Es un elemento que lo distingue del kirchnerismo puro, más confiado en la fuerza de los grandes relatos, y de Sergio Massa, al que acaba de negarle un acuerdo electoral, más inclinado a cazar el sentido común del electorado con un lenguaje sencillo, directo y tradicional. Esta apuesta al ingeniero le sirve para ratificar, al menos, en el plano simbólico, su vocación por ser la cara fresh del sistema político argentino. Jugada comunicacional que, si hubiera pactado esta semana con el tigrense, habría quedado empañada. O, al menos, sensible de ser revisada porque claro está que, de outsiders, personajes como Graciela Camaño, Roberto Lavagna o Joaquín de la Torre, tienen poco.

Pero a lo importante: ¿cuál es el perfil comunicacional  que escogió Mauricio Macri para intentar llegar al sillón de Rivadavia? Veamos.

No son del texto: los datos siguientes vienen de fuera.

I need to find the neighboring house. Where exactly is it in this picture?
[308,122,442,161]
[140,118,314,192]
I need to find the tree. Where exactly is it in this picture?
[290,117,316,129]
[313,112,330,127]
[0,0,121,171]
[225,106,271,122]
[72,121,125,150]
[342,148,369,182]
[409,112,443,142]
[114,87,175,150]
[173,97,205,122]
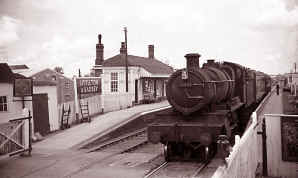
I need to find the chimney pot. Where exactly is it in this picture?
[98,34,101,44]
[120,42,126,54]
[95,34,104,65]
[148,45,154,59]
[184,53,201,70]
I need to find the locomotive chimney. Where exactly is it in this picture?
[120,42,126,55]
[184,53,201,70]
[95,34,104,65]
[148,45,154,59]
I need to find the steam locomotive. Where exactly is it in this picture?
[147,53,271,161]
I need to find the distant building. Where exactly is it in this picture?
[93,35,173,111]
[9,64,29,75]
[0,63,27,123]
[285,73,298,95]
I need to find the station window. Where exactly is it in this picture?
[0,96,7,112]
[65,80,71,89]
[111,72,118,92]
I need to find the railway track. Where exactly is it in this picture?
[144,162,209,178]
[87,128,148,154]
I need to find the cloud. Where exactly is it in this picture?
[0,16,20,46]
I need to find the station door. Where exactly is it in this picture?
[32,93,50,135]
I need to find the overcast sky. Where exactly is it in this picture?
[0,0,298,76]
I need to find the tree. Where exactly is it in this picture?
[54,66,64,74]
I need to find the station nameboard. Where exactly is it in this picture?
[13,78,33,97]
[77,77,101,94]
[281,117,298,162]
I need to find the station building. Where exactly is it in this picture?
[93,35,173,111]
[285,72,298,95]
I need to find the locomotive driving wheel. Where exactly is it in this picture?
[163,143,172,161]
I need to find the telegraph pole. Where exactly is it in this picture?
[124,27,128,92]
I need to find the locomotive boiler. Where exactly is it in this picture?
[147,53,270,160]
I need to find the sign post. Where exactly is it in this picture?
[74,77,102,120]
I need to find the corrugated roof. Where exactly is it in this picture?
[9,64,29,70]
[103,54,173,74]
[0,63,26,83]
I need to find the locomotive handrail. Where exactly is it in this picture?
[184,89,204,99]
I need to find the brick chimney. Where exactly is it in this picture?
[95,34,104,65]
[120,42,126,55]
[148,45,154,59]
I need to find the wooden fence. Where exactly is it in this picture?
[265,114,298,178]
[212,89,274,178]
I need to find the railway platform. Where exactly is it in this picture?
[0,101,169,178]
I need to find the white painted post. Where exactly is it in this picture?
[22,108,29,149]
[100,74,105,113]
[73,77,79,121]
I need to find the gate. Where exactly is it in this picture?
[32,93,50,136]
[0,111,32,156]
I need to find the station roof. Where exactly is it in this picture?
[9,64,29,70]
[0,63,26,83]
[103,54,173,74]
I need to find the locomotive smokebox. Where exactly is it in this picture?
[184,53,201,70]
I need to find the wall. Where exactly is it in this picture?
[58,101,76,126]
[212,114,259,178]
[103,93,134,112]
[265,115,298,178]
[0,83,32,123]
[33,86,59,131]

“Una buena estrategia trata de que nuestro candidato actúe con la racionalidad del torero y su adversario con la furia del toro”, recomienda Jaime Durán Barba, gurú intelectual de Macri, en el libro “El arte  de ganar”. Dicho principio explica el sosiego con el que el adalid del PRO se dirige a sus huestes. En contraposición a  Sergio Massa (en el acto de Vélez) o Cristina Kirchner (en el último 25 de mayo), por citar dos ejemplos contundentes, las alocuciones del tandilense son de baja intensidad. Monótonas. Sin histrionismo. No presentan relieves de volumen ni clímax. Su voz es pausada, medida y tranquila. Un estilo que le permite diferenciarse del discurso estándar en nuestro país, sustentado en la  épica, el drama y los sentimientos. Y, en simultáneo, le calza justo para mantener la figura. Nada de afonía, transpiración y agitación: rastros emocionales que pueden atentar contra la estética y la racionalidad.       

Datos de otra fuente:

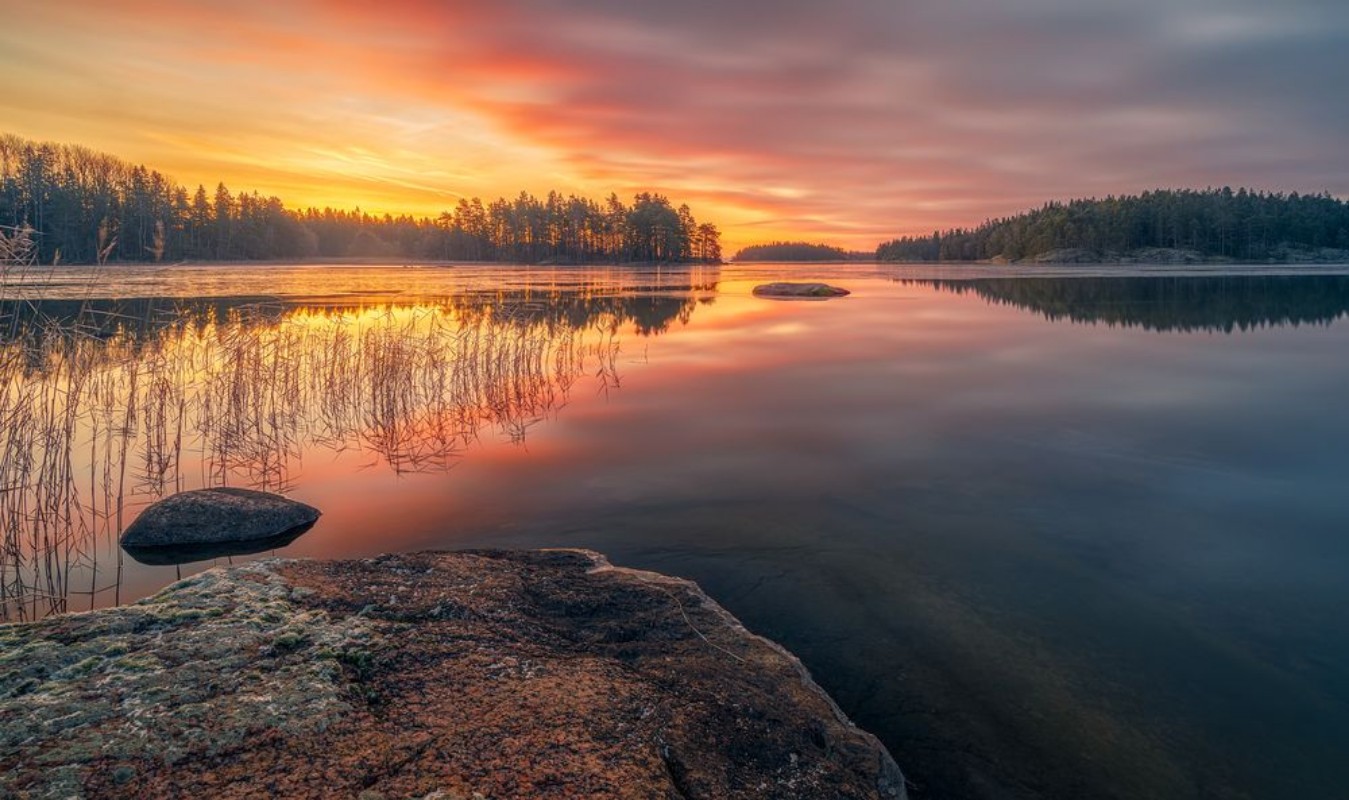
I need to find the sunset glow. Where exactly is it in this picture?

El scanner continúa con unos hombros relajados, que denotan seguridad, serenidad y certeza. Los ojos entrecerrados, táctica que incrementa en entrevistas televisivas (ver “Conversaciones”, con Joaquín Morales Solá, en La Nación, 21 de mayo), para transmitir firmeza, concentración y aplomo. Los gestos con las manos acompañan, lentamente, cada palabra y nunca superan la altura del mentón (como lo hacen, generalmente, líderes populistas o autoritarios; casos históricos, Hitler, Mussolini y Tito). Y un rictus estetizante, siempre a mano, para distender o generar buen clima. Todas herramientas básicas para maniobrar en cualquier mesa de negociaciones. Todos secretos kinésicos provenientes del ambiente empresarial. De ahí, el CEO amarillo saca sus recursos comunicacionales.

Acompañan la anatomía: micrófono inalámbrico (nada de atriles); camisa arremangada y,  prolijamente, desabrochada; colores llamativos;  y el gabinete (“un equipazo de buena gente”, según él) parado y disperso atrás. A diferencia de un escenario peronista –donde las butacas no son al azar, sino que reflejan jerarquía: cuanto más cerca del orador, más poder–, el PRO intenta generar la sensación de espontaneidad.

Como satélite de lo estético, aparece el speech motivacional. Factor de segunda categoría en la comunicación PRO. Los discursos de Macri no son ambiciosos ni pretenden dejar huella en la historia de la oratoria nacional. Carecen de un arco narrativo o una trama; son eslóganes encadenados, extraídos de la misma publicidad que vemos en las calles: “Seguimos haciendo”, “Nuestro compromiso es con el hacer”, “Lo vamos a hacer juntos”, por citar algunos. Frases idóneas para las redes sociales: sencillas de absorber, retener y divulgar. Twitter agradece; el pensamiento agudo, no tanto.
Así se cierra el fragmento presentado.